We were listening to the music on the radio when it got interrupted by a news broadcast. All programs were controlled by the government. The news was the most obvious example of such meddling.

"Today, the President has had a meeting with the representatives of all the provinces in the world," a female journalist on the radio said with a sweet voice, "hoping to develop a firmer alliance as regards how to minimise climate change."

"There we go again," Amber said with sarcasm.

"Careful, Amber," William warned her.

Since our thoughts were being monitored thanks to our brain nanochips, Amber's sarcasm might've called the attention of the Global Security NanoSoftware (GSNS for short). The journalist then introduced that company because she would be interviewing its CEO in a minute.

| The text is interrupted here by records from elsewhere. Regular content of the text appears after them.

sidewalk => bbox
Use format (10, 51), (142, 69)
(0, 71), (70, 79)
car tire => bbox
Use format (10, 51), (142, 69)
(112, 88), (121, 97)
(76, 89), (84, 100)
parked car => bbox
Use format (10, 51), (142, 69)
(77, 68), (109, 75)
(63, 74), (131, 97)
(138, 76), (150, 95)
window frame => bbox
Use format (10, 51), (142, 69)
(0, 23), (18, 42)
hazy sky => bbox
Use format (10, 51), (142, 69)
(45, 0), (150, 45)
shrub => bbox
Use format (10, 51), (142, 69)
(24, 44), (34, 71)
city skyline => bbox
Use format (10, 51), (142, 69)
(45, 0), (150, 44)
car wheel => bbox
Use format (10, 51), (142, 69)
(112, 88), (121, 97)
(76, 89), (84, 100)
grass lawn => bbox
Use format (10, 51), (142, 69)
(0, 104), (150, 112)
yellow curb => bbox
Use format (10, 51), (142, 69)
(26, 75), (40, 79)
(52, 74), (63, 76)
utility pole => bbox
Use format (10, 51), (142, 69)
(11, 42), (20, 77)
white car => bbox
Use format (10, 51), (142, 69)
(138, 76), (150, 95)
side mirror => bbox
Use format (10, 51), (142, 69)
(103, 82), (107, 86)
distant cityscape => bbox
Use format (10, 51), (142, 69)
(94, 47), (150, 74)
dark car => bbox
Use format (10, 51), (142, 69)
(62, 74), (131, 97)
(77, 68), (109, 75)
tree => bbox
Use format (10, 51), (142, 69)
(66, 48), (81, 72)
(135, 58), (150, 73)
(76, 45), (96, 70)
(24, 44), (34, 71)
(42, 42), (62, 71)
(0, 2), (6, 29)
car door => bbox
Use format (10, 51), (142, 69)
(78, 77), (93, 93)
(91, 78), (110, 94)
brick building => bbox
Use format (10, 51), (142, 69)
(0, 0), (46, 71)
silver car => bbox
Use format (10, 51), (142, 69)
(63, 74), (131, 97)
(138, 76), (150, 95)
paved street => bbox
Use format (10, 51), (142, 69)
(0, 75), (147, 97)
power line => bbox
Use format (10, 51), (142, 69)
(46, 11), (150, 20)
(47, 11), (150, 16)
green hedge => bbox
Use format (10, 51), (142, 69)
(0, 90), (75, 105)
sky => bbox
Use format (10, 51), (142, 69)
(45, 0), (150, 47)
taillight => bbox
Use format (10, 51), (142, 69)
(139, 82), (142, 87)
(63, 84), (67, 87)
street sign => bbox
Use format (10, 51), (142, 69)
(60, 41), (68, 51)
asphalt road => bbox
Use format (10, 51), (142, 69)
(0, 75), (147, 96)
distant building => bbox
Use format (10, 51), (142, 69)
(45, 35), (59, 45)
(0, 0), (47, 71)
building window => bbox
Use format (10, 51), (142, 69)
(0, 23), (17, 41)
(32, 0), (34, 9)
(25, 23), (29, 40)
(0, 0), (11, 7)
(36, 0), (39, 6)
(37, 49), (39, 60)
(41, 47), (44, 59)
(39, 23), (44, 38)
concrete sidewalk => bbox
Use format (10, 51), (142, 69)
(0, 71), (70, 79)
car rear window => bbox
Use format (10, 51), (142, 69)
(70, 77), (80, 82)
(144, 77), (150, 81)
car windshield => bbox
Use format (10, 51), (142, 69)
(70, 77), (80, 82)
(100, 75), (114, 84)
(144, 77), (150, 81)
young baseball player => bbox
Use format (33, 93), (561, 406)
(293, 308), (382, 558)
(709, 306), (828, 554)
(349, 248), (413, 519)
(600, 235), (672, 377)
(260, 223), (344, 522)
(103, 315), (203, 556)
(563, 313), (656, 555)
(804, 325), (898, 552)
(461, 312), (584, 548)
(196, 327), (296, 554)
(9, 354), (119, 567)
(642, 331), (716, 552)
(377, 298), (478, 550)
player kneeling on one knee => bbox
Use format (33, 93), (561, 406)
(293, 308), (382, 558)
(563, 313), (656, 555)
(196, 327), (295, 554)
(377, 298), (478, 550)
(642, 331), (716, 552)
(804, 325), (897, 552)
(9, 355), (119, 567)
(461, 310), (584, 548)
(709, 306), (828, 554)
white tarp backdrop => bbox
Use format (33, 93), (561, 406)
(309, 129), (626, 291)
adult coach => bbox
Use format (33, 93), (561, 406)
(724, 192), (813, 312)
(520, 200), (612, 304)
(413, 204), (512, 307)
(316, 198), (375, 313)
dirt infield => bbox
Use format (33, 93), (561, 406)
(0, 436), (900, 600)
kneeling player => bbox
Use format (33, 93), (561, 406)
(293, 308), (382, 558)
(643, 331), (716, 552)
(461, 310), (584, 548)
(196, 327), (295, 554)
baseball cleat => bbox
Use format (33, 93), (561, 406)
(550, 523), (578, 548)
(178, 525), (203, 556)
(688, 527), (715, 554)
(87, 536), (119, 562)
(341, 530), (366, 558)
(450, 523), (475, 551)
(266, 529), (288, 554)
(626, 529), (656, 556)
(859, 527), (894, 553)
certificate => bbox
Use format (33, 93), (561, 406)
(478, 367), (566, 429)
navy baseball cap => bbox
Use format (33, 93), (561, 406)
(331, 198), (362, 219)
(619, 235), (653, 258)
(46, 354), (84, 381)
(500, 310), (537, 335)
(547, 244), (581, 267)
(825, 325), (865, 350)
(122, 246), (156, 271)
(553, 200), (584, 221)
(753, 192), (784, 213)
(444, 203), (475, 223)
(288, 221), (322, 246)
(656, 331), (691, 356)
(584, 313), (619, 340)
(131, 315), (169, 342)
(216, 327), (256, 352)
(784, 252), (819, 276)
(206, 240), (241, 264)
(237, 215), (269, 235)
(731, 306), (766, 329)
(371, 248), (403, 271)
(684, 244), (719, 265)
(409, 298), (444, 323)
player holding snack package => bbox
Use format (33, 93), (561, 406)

"Brain nanochips became a marvellous technological breakthrough," the journalist explained. "They were initially sold as a cool healthcare device."

But there was an underside, I would've added. We were being monitored 24/7, like it or not.

Those chips allowed the clone government to control the health of the bearer in real time, besides copying and sending all the data, like geolocalisation, tasks performed, thoughts –either good or bad and about anything at all– to the software company which had created them, the GSNS.

"The creation of the GSNS and nanochips had been a government-funded project. Thanks to them, we can now boast of great public health and global peace," the journalist added, but everybody knew that nanochips had enabled clones to control all humans in the world, both clones and traditional humans alike. GSNS was made to collect all the data and report back to the clone government security forces. In case of a threat, then the cops would take immediate action.